Both numbers came in higher than expected, stoking fears that inflation is persistent despite the Fed’s policy-tightening efforts to date.
“It has seemed self-evident to me for some time now that a 75 basis points move in September is appropriate,” Summers tweeted. “And, if I had to choose between 100 basis points in September and 50 basis points, I would choose a 100 basis points move to reinforce credibility.”
A basis point is 1/100th of a percentage point.
Investors are pricing in a 28% probability of a full-point hike as of Wednesday morning, according to CME Group data, up from a 0% probability just one day earlier. A three-quarter-percentage-point jump is still seen as most likely, with a 72% probability.
Summers expanded on his review in a Twitter thread, noting the August CPI report showed the US “has a serious inflation problem” that will require aggressive action to correct.
“Core inflation is higher this month than for the quarter, higher this quarter than last quarter, higher this half of the year than the previous one, and higher last year than the previous one,” Summers said.
“With core inflation running above 7 percent this month and likely, given rent behavior, to remain elevated, I fear it is unlikely that a peak Fed funds rate around 4 will be enough to restore 2 percent inflation,” he added.

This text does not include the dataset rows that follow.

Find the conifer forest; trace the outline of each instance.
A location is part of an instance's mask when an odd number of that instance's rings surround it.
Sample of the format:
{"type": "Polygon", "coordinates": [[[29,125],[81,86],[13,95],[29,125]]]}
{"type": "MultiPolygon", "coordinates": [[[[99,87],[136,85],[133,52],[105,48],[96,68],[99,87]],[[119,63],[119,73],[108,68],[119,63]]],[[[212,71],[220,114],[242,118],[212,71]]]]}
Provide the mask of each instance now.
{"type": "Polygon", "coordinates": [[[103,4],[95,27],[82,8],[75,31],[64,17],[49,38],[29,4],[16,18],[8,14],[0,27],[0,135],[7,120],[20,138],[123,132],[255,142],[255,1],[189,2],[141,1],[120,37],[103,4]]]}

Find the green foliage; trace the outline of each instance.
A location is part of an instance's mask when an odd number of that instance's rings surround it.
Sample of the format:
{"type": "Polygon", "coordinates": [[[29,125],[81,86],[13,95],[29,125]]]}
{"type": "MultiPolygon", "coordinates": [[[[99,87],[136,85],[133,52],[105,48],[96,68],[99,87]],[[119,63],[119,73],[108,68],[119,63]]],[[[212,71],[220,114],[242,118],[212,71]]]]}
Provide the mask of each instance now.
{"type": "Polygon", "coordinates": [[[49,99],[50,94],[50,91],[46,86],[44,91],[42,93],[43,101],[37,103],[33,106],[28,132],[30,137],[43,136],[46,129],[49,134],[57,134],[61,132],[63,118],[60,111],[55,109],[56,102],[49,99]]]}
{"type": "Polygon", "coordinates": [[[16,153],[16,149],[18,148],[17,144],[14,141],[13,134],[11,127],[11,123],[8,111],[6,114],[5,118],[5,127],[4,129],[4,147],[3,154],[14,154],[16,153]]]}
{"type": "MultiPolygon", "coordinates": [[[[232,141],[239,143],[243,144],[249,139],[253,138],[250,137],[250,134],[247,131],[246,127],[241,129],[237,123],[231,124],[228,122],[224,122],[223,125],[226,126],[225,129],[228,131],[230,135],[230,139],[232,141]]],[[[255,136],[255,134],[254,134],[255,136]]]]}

The current Fed funds rate is 2.25% to 2.5%. In Summers’ view, the Fed will need to implement more sharp hikes beyond its September meeting next week.
A hike of a full percentage point, or 100 basis points, would be the largest of its kind since the Fed began using overnight interest rates to set monetary policy in the early 1990s, according to Bloomberg.
Analysts at Nomura also predicted that the Fed will hike interest rates by a full point, citing the “emergency of a wage-price spiral” and “increasingly unanchored inflation expectations.”
While many investors are calling for forceful Fed action to bring down inflation, others are warning that the central bank risks causing “deflation” by continuing to hike rates despite mounting fears of a recession.
Jeffrey Gundlach, the chief investment officer of DoubleLine Capital known as the “Bond King,” told CNBC that the economy would be better off if the Fed hiked by just a quarter percentage point. However, he predicted a three-quarter-point hike was the most likely outcome.
“In spite of the fact that the narrative today is exactly the opposite, the deflation risk is much higher today than it’s been for the past two years,” Gundlach told CNBC.
Meanwhile, Fed Chair Jerome Powell recently reiterated the bank’s hawkish stance, stating during a speech that officials wanted to avoid “prematurely loosening policy” and were “strongly committed to this project and we will keep at it until the job is done.”